I wonder if this is as much to do with property values as anything? It must be very difficult to sell a house with no option of fast internet and the modern internet must be basically unusable on 56k.

I live in rural Yorkshire, and there's a village about five miles from me where broadband is not available - at all. There's no FTTC/H, no ADSL, no 3G coverage from any network, nothing. Residents still use either dial-up, or expensive, high-latency satellite connections from an outfit called Tooway.

It's a beautiful little village, not bad for commuting into the nearby city of Sheffield, but last time I looked, there were several houses to rent, that had been up for rent for over three months each, in a rental market that's generally red-hot. The lack of broadband is surely an issue. I'd move there if broadband was available, and I'm sure a lot of other people are in the same boat.

The issue here is that the rest of South Yorkshire has now been wired into a publicly-funded FTTC operation called Digital Region (http://www.digitalregion.co.uk/) which I'm using right now. The connection quality is good, I get a full 40Mbps with the option of raising it to around 110Mbps for more money - but the network is failing financially, because they've wired up places that are already connected to BT "Infinity" FTTC, instead of those areas which don't get broadband/fast broadband. My small town is one of the few places which has Digital Region and not Infinity, and I don't know anyone else with a DR connection.

If you tell us the name of the beautiful little village, we'll be happy to come build our 1-40 Gbps fiber in this village.
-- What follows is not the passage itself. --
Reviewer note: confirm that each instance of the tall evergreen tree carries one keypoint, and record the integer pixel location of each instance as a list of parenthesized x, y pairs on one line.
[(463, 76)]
Finding a local contact to help us get started would speed up that process.

It's really unfortunate that there are still places where people casually call 1 mbps "broadband." It's the same in rural areas of the USA though.

This was ~2002

If you go active ethernet, not GPON/EPON...

This is now particularly economical for two reasons, aside from the cost of the fiber to the home itself (either aerial or buried, which is going to cost more for labor/bucket trucks/trenching than for the fiber itself). Why?

1) Inexpensive good quality 24-port 1U switches from Taiwan (Planet.com.tw) with 24 1000Mbps SFP ports, 10gigE uplink.

2) Inexpensive $65 1000BaseLX SFPs

3) CPE routers like the Mikrotik RB2011Ls which have a SFP port.

I helped build a couple in Finland back in 2003. The lack of bureaucracy and city infrastructure in rural areas likely helped, but the driving force was my uncle - a CS professor/farmer who retired from teaching and had to find something else to occupy his time ;)

This is a great initiative. I wonder if there are any plans to bridge sections with WiMax or similar and/or break out from 1G fibre to Copper GigE or wifi in population points to reduce the client-side install and equipment cost.

We use some of these tricks to reduce cost for people who don't need 1 GBps. But serious users all want 10 GBps fiber. We deliver that over 4 redundant connections of 10 Gbps each.

Haha, I just got a picture of "There Will Be Blood" 1Gbps version :)

One notable thing I don't see mentioned anywhere on the site: where do they plan to get their upstream bandwidth from, and for how much?

We buy our transit and our peering at neutral not-for-profit internet exchanges.

It's in the FAQs.

Thnk you for sharing. The business plan is a very eloquent document, that helps.